Laboratory for Neural Interface and Brain Computer Interface, Engineering Research Center of AI & Robotics, Ministry of Education, Shanghai Engineering Research Center of AI & Robotics, MOE Frontiers Center for Brain Science, State Key Laboratory of Medical Neurobiology, Institute of AI and Robotics, Academy for Engineering and Technology, FUDAN University, Shanghai 200433, China.
Ji Hua Laboratory, Foshan 528200, Guangdong, China.
Comput Intell Neurosci. 2022 Mar 10;2022:8112375. doi: 10.1155/2022/8112375. eCollection 2022.
. Stroke patients are usually accompanied by motor dysfunction, which greatly affects daily life. Electroacupuncture is a kind of nondrug therapy that can effectively improve motor function. However, the effect of electroacupuncture is hard to be measured immediately in clinic. This paper is aimed to reveal the instant changes in brain activity of three groups of stroke patients before, during, and after the electroacupuncture treatment by the EEG analysis in the alpha band and beta band. Seven different functional connectivity indicators including Pearson correlation coefficient, spectral coherence, mutual information, phase locking value, phase lag index, partial directed coherence, and directed transfer function were used to build the BCI-based brain network in stroke patients. . The results showed that the brain activity based on the alpha band of EEG decreased after the electroacupuncture treatment, while in the beta band of EEG, the brain activity decreased only in the first two groups. . This method could be used to evaluate the effect of electroacupuncture instantly and quantitatively. The study will hopefully provide some neurophysiological evidence of the relationship between changes in brain activity and the effects of electroacupuncture. The study of BCI-based brain network changes in the alpha and beta bands before, during, and after electroacupuncture in stroke patients of different periods is helpful in adjusting and selecting the electroacupuncture regimens for different patients. The trial was registered on the Chinese clinical trial registry (ChiCTR2000036959).
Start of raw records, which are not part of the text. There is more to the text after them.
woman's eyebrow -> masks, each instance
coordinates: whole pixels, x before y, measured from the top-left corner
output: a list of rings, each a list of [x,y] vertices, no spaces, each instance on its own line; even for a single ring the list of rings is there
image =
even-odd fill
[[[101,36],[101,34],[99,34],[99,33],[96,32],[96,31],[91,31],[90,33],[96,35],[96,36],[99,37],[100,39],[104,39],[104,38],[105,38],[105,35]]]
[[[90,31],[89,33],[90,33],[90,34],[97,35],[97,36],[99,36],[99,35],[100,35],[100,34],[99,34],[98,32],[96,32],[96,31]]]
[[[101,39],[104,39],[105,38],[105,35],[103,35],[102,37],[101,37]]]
中风患者通常伴有运动功能障碍,这极大地影响了他们的日常生活。电针是一种非药物治疗方法,可有效改善运动功能。然而,电针的效果在临床上很难立即得到衡量。本文旨在通过 EEG 在 alpha 波段和 beta 波段分析,揭示三组中风患者在电针治疗前、中、后大脑活动的即时变化。本文使用了七种不同的功能连接指标,包括皮尔逊相关系数、谱相干性、互信息、锁相值、相位滞后指数、偏定向相干性和定向传递函数,构建了基于中风患者脑电的 BCI 脑网络。结果表明,电针治疗后脑电 alpha 波段的脑活动减少,而在 EEG 的 beta 波段,脑活动仅在前两组中减少。该方法可用于即时、定量地评估电针的效果。本研究有望为脑活动变化与电针效果之间的关系提供一些神经生理学证据。研究不同时期中风患者电针前、中、后 alpha 波段和 beta 波段的基于 BCI 的脑网络变化有助于为不同患者调整和选择电针方案。该试验在中国临床试验注册中心(ChiCTR2000036959)注册。